The nonprofit Wood River Land Trust asked Blaine County commissioners on Tuesday for $192,000 to support a conservation easement on an 80-acre ranch south of Bellevue.
The Land Trust plans to establish a conservation easement on the Weston/Molyneaux Ranch—located on U.S. Highway 20 about a half-mile west of its intersection with state Highway 75—with funds from the Land, Water and Wildlife Levy Program. The program is funded by a now-expired two-year levy to support conservation projects in the county.
“All lands are different.
It’s the resources that
Wood River Land Trust
The Land Trust is offering four transferable development rights from its Church Farms property as a match for the deal. Land Trust representative Keri York said the project would protect fish and wildlife, the scenic view corridor and prime farmland. She said it would also protect open space.
The proposal went through the pre-application process with the Levy Advisory Board before the formal presentation Tuesday to commissioners. The Levy Advisory Board initially indicated it might reject the application, over concern that the plan asked for 100 percent of the cost. The LAB and Board of Commissioners also expressed unease at the property’s price tag, and were unsure of the proposed acquisition of the four TDR parcels. Additionally, the appraisal of the TDR land was in question, leaving the board asking more questions as to its value.
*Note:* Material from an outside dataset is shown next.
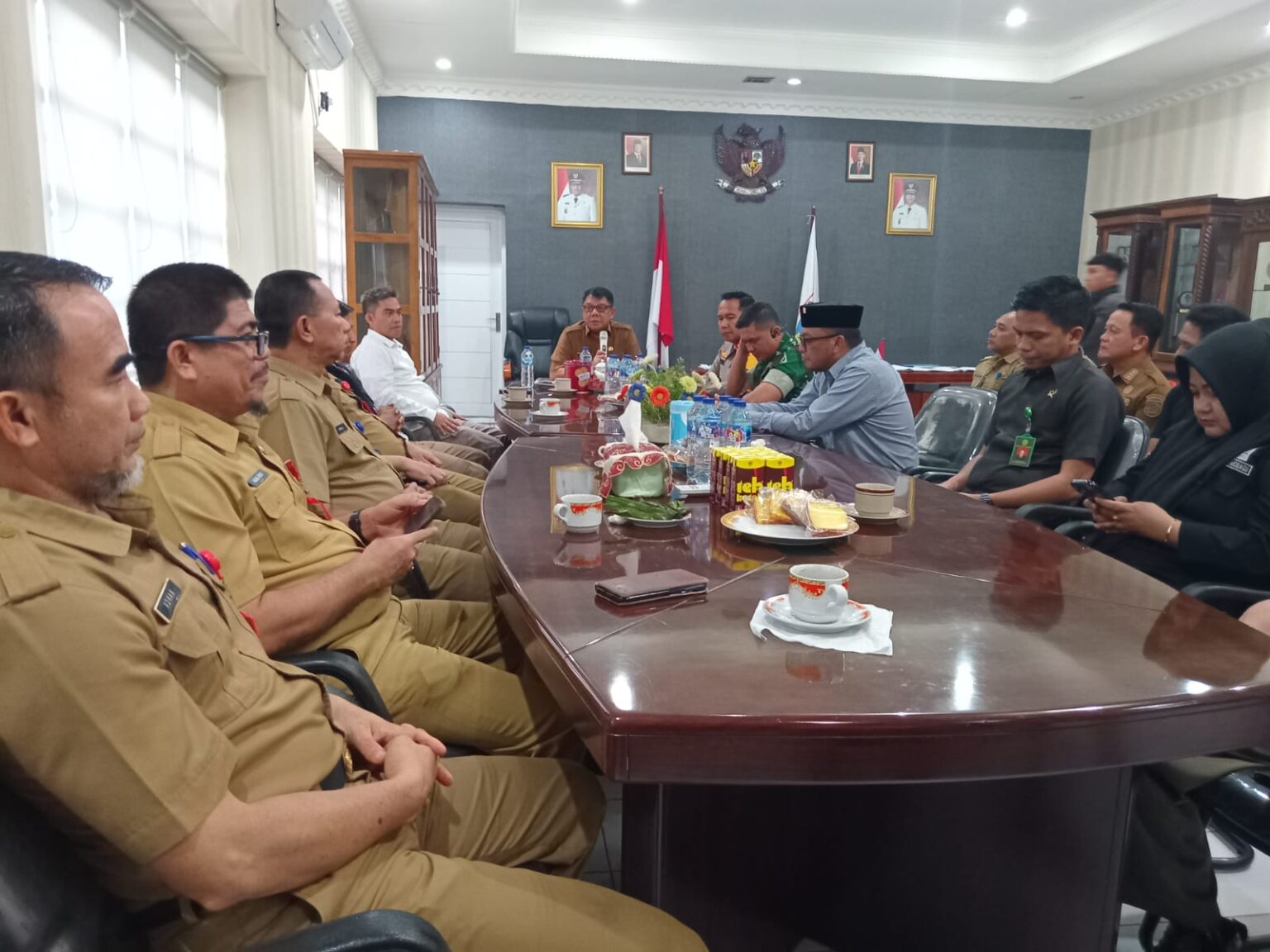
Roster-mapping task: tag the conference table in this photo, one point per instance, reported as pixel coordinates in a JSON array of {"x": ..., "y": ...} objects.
[{"x": 968, "y": 793}]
The Levy Advisory Board had pointed out in its review of the Land Trust’s proposal that the cost per acre was high in comparison to other projects being considered. Scott Boettger, executive director of the Land Trust, said, “All lands are different. It’s the resources that are important.”
Toward the end of the discussion, Commissioner Larry Schoen expressed favor for the project. He said the easement would be “making use of the tools that are available to landowners to take advantage of TDRs and the Land, Water and Wildlife Program.” Presently, $2.9 million is still available for conservation projects through the levy.
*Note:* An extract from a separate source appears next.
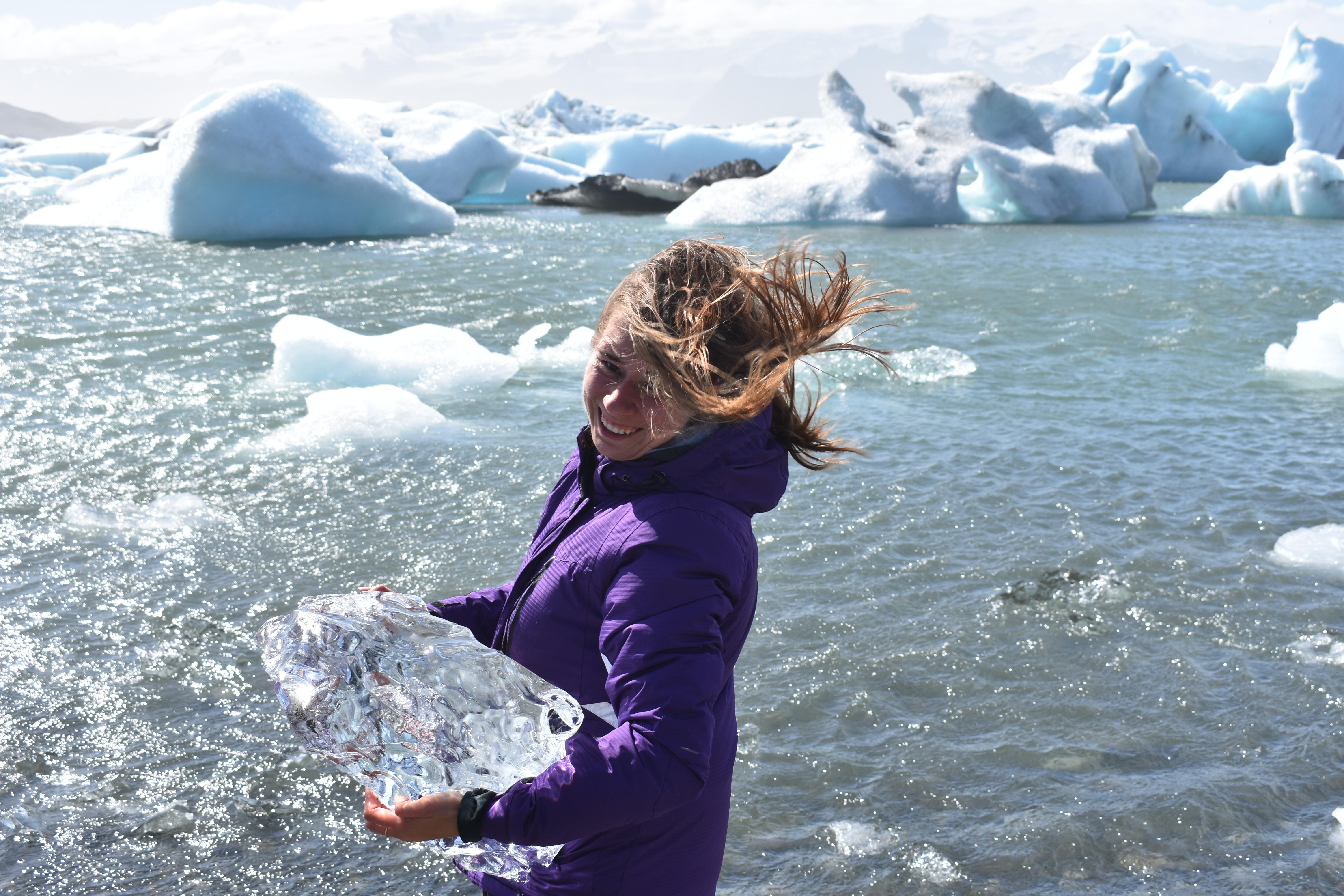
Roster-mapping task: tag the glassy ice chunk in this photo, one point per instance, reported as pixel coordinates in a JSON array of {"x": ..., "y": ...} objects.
[{"x": 412, "y": 704}]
“I am comfortable with the donation of TDRs, and I am not hung up on the lack of funds donated,” Schoen said before asking the other commissioners for approval.
Ultimately, the Board of Commissioners was not able to come to a decision. If the Land Trust’s proposal achieves conceptual approval, the project will be required to go back through the Levy Advisory Board approval process. The discussion will be revisited by commissioners no earlier than Nov. 19.